Superluna del Castoro: questa sera la luna piena più grande e luminosa dell’anno

Occhi all'insù per il plenilunio che si verifica con la Luna prossima al perigeo, cioè alla minima distanza dalla Terra, e quindi con dimensioni apparenti più grandi
© KEYSTONE (EPA/HANNIBAL HANSCHKE)
Red. Online
05.11.2025 18:09

Questa sera, 5 novembre, il cielo offrirà uno spettacolo unico: la Superluna del Castoro, la più grande e luminosa degli ultimi sei anni.

Una precisazione. Il termine «Superluna» – diventato comune sul web – indica il plenilunio che si verifica con la Luna prossima al perigeo, cioè alla minima distanza dalla Terra, e quindi con dimensioni apparenti più grandi. I due principali protagonisti del cielo di novembre sono i pianeti Giove e Saturno, i «giganti» del Sistema solare, spiegano gli esperti della Commissione «Divulgazione» dell’Unione Astrofili Italiani (UAI). Nel corso del mese l’osservabilità di Giove migliorerà costantemente. In particolare, il gigante gassoso risulta visibile nelle prime ore della notte sull’orizzonte orientale e poi culmina a sud nel corso della seconda parte della notte.
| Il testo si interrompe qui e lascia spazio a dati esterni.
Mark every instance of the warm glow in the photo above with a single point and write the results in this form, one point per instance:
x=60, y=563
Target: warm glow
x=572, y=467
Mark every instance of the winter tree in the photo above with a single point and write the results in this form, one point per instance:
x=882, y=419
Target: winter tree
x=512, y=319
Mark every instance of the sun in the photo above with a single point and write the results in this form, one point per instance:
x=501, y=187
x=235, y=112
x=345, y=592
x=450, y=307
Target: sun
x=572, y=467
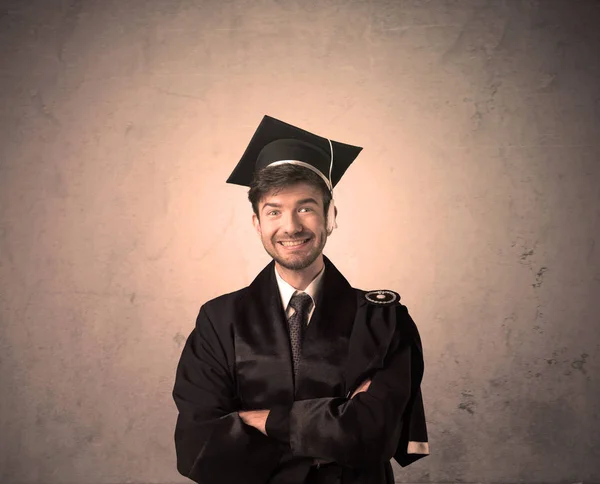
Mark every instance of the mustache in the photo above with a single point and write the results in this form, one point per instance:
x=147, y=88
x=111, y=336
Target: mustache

Nei cieli della sera splende anche Saturno, al culmine a Sud, nella costellazione dell’Acquario.

Secondo i dati astronomici, alle 23.27 la Luna si troverà al perigeo, cioè nel punto più vicino alla Terra, a una distanza di circa 356.833 chilometri. Si tratta di circa 30.000 chilometri in meno rispetto alla distanza media che separa la Terra dal suo satellite naturale. Questa sera la Luna apparirà di circa l’8% maggiore in dimensioni e del 16% in luminosità rispetto a una «luna piena media».

Perché «del Castoro»?

La denominazione «Luna del Castoro» deriva dalle tribù dei Nativi americani i quali associavano la Luna piena di novembre al periodo in cui i castori intensificavano la costruzione delle dighe e raccoglievano provviste per l'inverno, prima che le paludi ghiacciassero: gli animali erano così più facili da catturare nelle loro tane. In Europa, lo stesso plenilunio era noto come «Luna del Cacciatore», ma anche come «Frosty Moon» («Luna di Gelo»).